Para Roncon, na linha da frente da resposta à pandemia desde o início do março, são notórios os impactos na vacinação na prevenção de doença grave, mas confessa ser chocante encontrar a unidade de cuidados intensivos com uma maioria de doentes jovens. “Neste momento, 70% a 80% dos nossos doentes são jovens, pessoas na casa dos 20, 30, 40 anos, que não tiveram ainda a oportunidade de ser vacinadas”, descreve. “Sou médico, a minha formação é tentar salvar vidas e ajudar doentes. Mas há sempre algo que nos choca muito, que é vermos um doente que tem uma doença potencialmente evitável na sua forma mais grave por não ter tido acesso a uma medicação, neste caso uma vacina. Acho que neste momento não devemos dicotomizar a questão da vacina entre aqueles que querem ser vacinados e os que não querem. Sendo questionável em termos de saúde pública, é uma decisão individual. Acho que o que deve ser a discussão é se estamos a tomar as melhores decisões em termos de controlo da epidemia numa altura em que ainda nem toda a população teve o direito de escolher”, diz o médico, para quem a resposta o leva a recusar uma estratégia como a que iniciou no Reino Unido ou de apelos ao levantamento imediato de todas as restrições, como foi o caso de um manifesto “Reconquistar o direito a viver” divulgado na semana passada. “Que eu saiba, todos os que redigiram e assinaram esse manifesto já estão vacinados, mas há muita gente que não está. Neste momento ainda existem segmentos de população significativos que estão a um/dois meses de completar a sua vacinação. E isso merece reflexão, porque esses doentes estão nas nossas unidades de cuidados intensivos e muitos deles querem ser vacinados”, diz Roncon, lembrando um doente de 48 anos, previamente saudável, que morreu com covid-19 na semana passada e que tinha sido admitido no hospital na véspera do dia em que tinha a vacina marcada.

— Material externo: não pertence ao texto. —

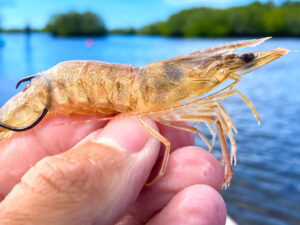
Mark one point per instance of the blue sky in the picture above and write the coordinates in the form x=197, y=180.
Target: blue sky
x=116, y=13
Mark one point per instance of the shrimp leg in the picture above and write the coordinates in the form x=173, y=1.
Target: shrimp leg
x=6, y=126
x=226, y=159
x=163, y=140
x=187, y=128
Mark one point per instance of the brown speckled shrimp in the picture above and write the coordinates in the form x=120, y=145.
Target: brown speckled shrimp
x=166, y=91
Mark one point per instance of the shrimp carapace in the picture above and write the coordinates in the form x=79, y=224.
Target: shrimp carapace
x=166, y=91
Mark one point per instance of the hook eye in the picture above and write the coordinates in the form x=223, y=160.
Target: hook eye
x=25, y=79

Reconhecendo a necessidade de responder à crise social e de saúde, considera que a resposta não pode ser fingir que o risco atualmente não existe, quer em quadros graves entre a população mais nova onde se registam os maiores níveis de incidência quer em casos de long covid. “Se no início se falava dos mais velhos, estamos numa sociedade que em termos éticos está a desprezar os mais jovens, que ainda não estão protegidos. Depois de um ano e meio, a minha pergunta é se não vale a pena esperar mais um ou dois meses, sabendo que este esperar já não é o mesmo de há um ano e meio. Fui ver um concerto com os meus filhos, posso ir jantar fora numa esplanada, posso ir a restaurante ao fim de semana com o certificado. Já não é uma prisão”, continua.

 

Críticas

Com algumas críticas concorda. Para Roncon, as medidas de controlo da quarta vaga anunciadas pelo Governo têm sido erráticas e a comunicação com os mais jovens insuficiente, propondo uma campanha sobre vacinação que utilize as redes sociais e “caras novas” e que sejam transmitidos à população objetivos tangíveis. “Em setembro, com 80% a 90% da população vacinada, estaremos numa situação diferente. Obviamente que o vírus não vai desaparecer, mas é como uma maratona em que estamos a entrar no estádio e esta parte final continua a ser importante. Pode surgir uma variante que ultrapasse a imunidade conferida pelas vacinas e sobre isso temos de ser realistas, mas isso não depende só de nós, depende de outros países. Essa consciência de que é um problema global pode ser transmitida aos jovens. O que está ao nosso alcance é termos uma cobertura vacinal acima dos 90% e não é daqui a um ano, é daqui a um, dois meses. Acredito que em setembro a vida seja quase normal mas até lá não podemos fingir que não há problemas”.

 

As idades dos doentes em UCI

Em Lisboa, onde a 4.ª vaga começou mais cedo, há 99 doentes em UCI. Segundo o i conseguiu apurar, a maioria tem menos de 60 anos, o que contrasta com as vagas anteriores da pandemia: 22 doentes têm entre 20 e 39 anos, 24 doentes estão na faixa etária dos 40 aos 49 e dez na faixa dos 50 aos 59. Há 24 doentes na faixa etária dos 60 anos, 15 dos 70 e quatro com 80 ou mais anos.